The sum was definitely more than the parts, for Henry’s pared-down, handsome face began to take shape: the Grecian nose and high cheekbones, so like Mark’s, his bony forehead and fine silver hair … the bright blue of his eyes in their nest of laughter and sun lines and those straight lips, with curved, humorous corners.
He’d brought his novel, but today his mind seemed firmly set on his work, the epic novel-length poem cycle about the drowning of the valley. While I painted, he told me a little about it.
‘The strong sense of place still remained long after the village vanished under the water. In fact, it still does,’ he said. ‘My golden childhood with Clara wasn’t washed away. It still exists and always drew me back over the ensuing years. Clara felt the same way.’

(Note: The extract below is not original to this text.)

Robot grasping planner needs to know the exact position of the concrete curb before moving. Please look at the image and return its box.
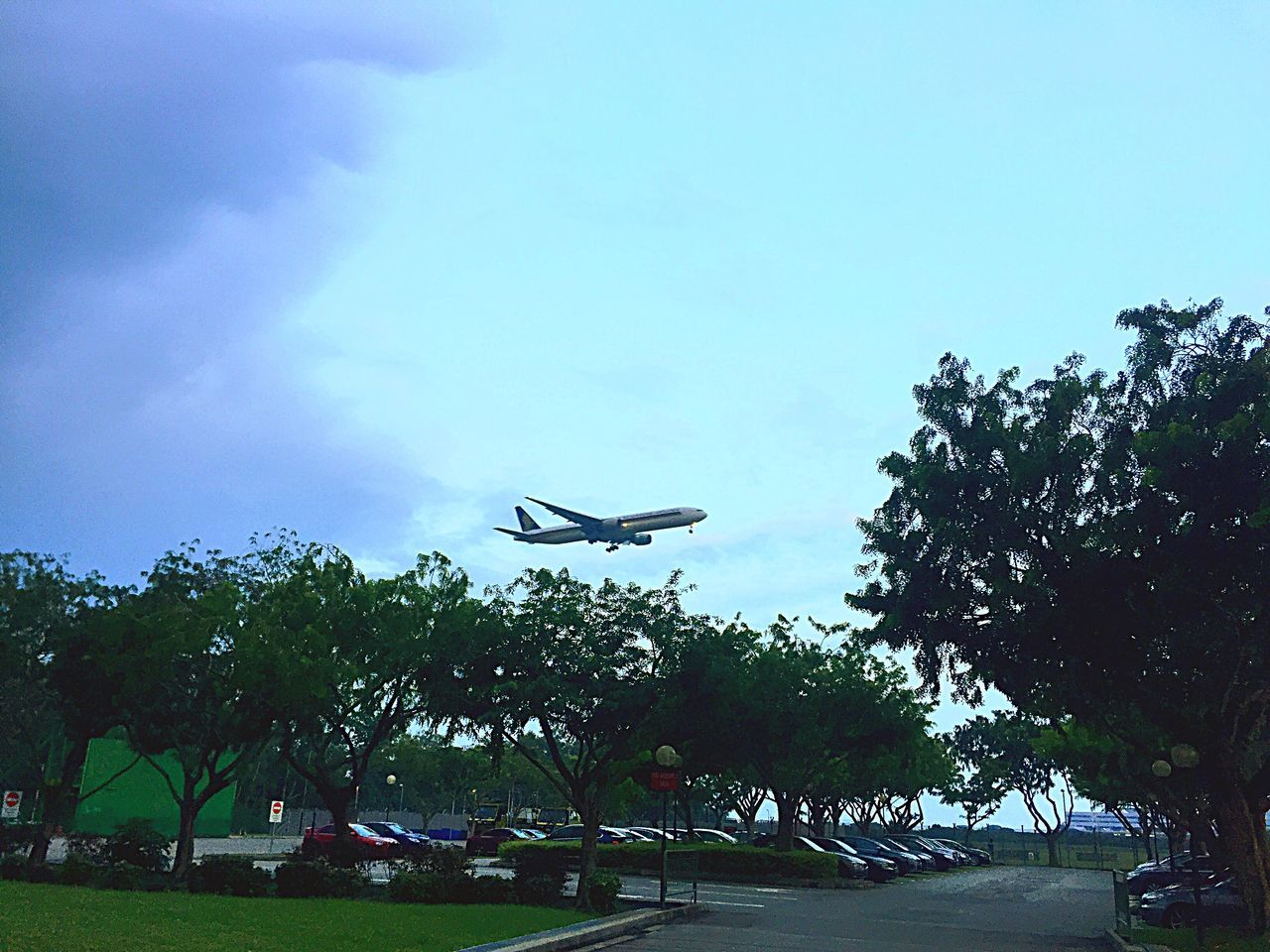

‘I can understand that, because the moment I saw the valley, evenIfelt a connection with it. River would say that it was old magic and the ley lines drawing me in.’
Henry looked at me curiously. ‘You felt that too? Interesting,’ he murmured, then added, ‘I wanted to show the effect of the drowning of the valley, not only on the human inhabitants, but from the viewpoint of the creatures displaced or drowned. The trees, the plants, the fish and insects – even the birds. The thrush that nested every year in an old watering can hung on the barn wall at the inn, the fox that used to hide in the vicarage greenhouse when the hunt came by, and the badgers in the copse over the humpbacked bridge, who led their own lives at dusk when we slept.’
His voice, low but wonderfully resonant, swept on. ‘The silenced bells, removed to the big, ugly church at Thorstane, and the ancient inscribed pre-Christian stone that stood in the churchyard, which inspired Clara to take up epigraphy, now relocated to the Underhill estate. Much was moved, but you can’t take the dead, or the weight of time that holds down a place, with you.’